Alors que la crise malienne s'étend à de nouvelles zones, les femmes payent le prix fort. Rencontre à Gao d'une infirmière qui raconte les violences subies par les femmes.

Alors que les 16 jours d'activisme pour mettre fin aux violences faites aux femmes sont toujours en cours dans le monde, ces violences faites aux femmes sont en constante augmentation dans l'ensemble du Mali.

"Je me rappelle d'une petite fille, âgée d'environ 11 ans", raconte dans la matinale de la DW une infirmière à Gao. "Son état m'a renversé, au point de ne plus pouvoir dormir. Quand j'y pense, j'ai mal, car elle avait été violée. Et à chaque fois que l'on essaye de la toucher, elle se souvient du monsieur qui l'a envoyé", confie cette femme qui souhaite rester anonyme.

Cette histoire, qui remonte à il y a six mois, l'infirmière s'en souviendra probablement toute sa vie. Elle qui exerce dans la région de Gao ne sera pour autant pas au bout de ses peines.

Elle le dit elle-même : dans la zone, de plus en plus de femmes se confient. Les cas apparaissent à chaque coin de case. Des violences physiques et psychologiques, le viol, ou encore la maltraitance. "Pendant la crise, disons entre 2012 et 2013, nous, les femmes avons été vraiment vulnérables. Beaucoup ont été battues.
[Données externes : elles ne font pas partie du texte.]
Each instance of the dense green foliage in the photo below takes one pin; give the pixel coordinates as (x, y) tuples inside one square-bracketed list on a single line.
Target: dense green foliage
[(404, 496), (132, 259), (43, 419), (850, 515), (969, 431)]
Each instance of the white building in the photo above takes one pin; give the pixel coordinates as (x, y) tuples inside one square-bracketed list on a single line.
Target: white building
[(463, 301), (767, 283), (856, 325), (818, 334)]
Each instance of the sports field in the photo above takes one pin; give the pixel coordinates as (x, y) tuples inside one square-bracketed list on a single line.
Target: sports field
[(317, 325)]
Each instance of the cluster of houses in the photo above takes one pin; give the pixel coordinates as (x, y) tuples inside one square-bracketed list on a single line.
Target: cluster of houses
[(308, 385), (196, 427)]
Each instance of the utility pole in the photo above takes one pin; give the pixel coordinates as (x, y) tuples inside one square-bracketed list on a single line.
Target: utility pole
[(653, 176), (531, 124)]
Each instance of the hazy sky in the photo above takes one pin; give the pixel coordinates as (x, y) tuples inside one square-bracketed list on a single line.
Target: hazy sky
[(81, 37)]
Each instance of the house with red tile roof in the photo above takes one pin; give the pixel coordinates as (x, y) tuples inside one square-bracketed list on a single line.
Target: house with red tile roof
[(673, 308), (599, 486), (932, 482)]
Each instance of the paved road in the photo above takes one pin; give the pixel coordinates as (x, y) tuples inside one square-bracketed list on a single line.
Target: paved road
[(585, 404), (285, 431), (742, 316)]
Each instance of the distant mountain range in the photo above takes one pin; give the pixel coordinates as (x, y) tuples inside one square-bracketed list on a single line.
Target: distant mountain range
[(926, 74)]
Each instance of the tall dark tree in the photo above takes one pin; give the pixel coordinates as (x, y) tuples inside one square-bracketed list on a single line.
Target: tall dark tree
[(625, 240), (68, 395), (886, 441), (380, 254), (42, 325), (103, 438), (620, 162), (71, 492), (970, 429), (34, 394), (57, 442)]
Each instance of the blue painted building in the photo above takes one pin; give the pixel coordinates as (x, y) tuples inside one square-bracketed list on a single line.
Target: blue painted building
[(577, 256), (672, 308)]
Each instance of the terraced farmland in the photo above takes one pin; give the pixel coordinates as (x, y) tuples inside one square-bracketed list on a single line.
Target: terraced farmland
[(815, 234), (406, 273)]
Moi aussi, à deux reprises, sur les mains, mais ça va encore... "

Au Mali, l'insécurité grandissante conjuguée au chômage et plus récemment à la crise de la Covid-19, n'ont fait que porter un coup supplémentaire aux Maliennes. "Chaque violence imbrique une autre violence. Vous pouvez être violée, maltraitée psychologiquement, on vous refuse l'opportunité ou les ressources même pour manger. Donc vous pouvez arriver à les subir toutes les violences au même moment", explique Fabiola Ngeruka, en charge des questions de violences basées sur le genre au Fonds des Nations unies pour la population.

Les jeunes filles sont plus à risque

Selon elle, 5205 femmes ont demandé une assistance psychologique ou médicale en raison de violences commises à leur encontre. Elles étaient un peu plus de 3000 en 2019, et 2163 en 2016.
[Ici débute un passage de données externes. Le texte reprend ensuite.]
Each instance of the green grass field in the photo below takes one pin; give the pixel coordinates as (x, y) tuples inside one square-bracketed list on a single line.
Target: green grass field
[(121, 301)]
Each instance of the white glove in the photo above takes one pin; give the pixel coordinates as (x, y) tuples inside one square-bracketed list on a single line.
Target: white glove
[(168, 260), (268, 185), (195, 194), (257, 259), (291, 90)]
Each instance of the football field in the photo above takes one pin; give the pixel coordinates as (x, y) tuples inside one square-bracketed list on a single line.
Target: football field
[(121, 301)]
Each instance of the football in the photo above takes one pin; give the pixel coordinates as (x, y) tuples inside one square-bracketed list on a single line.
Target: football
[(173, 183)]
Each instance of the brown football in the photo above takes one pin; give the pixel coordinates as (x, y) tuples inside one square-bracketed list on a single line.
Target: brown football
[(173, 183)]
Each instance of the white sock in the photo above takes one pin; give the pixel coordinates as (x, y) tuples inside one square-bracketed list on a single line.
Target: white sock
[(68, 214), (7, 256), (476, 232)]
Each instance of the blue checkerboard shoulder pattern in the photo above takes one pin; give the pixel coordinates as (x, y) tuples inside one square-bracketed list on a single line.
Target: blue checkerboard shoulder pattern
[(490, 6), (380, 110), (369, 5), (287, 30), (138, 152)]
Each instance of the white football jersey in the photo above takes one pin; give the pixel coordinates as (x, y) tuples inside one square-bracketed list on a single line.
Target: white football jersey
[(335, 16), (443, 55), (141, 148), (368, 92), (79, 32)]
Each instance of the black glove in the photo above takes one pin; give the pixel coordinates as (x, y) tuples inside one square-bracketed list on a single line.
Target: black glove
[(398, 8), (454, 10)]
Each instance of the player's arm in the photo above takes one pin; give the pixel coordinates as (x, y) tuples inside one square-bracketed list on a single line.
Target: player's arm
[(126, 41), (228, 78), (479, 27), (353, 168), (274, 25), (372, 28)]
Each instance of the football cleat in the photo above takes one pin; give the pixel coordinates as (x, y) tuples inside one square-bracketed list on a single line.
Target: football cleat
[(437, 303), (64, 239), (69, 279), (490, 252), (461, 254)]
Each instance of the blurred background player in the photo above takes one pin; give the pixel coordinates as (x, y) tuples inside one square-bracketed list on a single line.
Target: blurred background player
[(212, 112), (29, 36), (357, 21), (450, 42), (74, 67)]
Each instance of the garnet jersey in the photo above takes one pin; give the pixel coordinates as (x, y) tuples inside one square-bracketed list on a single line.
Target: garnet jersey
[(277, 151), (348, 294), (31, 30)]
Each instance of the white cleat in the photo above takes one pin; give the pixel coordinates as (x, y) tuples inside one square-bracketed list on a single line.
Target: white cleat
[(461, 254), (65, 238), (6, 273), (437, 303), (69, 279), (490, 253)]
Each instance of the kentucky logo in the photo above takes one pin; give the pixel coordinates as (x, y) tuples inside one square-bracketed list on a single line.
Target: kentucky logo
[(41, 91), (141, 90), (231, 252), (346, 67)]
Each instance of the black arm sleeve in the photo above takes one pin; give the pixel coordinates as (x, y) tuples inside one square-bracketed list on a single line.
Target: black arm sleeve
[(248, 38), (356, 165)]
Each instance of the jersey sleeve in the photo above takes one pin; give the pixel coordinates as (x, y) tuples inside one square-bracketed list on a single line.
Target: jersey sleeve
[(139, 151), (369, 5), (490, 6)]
Fabiola Ngeruka ajoute que"la plupart des gens touchés, ce sont des jeunes filles entre 12 et 17 ans. Ce qui nous inquiète. Ce sont des enfants qui sont touchés, on a même intégré un pédiatre à notre équipe."

Une augmentation due au contexte, mais également rendue possible grâce à une sensibilisation proactive auprès des communautés. Pas de donnée à l'échelle locale en revanche, l'affaire est trop sensible. Ce qui est sûr, c'est que si les groupes armés ont leur part de responsabilité, les hommes du foyer aussi.

Et la gent féminine n'est pas la seule victime. Parmi les cas recensés, près de 1% sont des garçons, des petits garçons. Une donnée souvent tue, qui ne représente que la partie émergée de l'iceberg.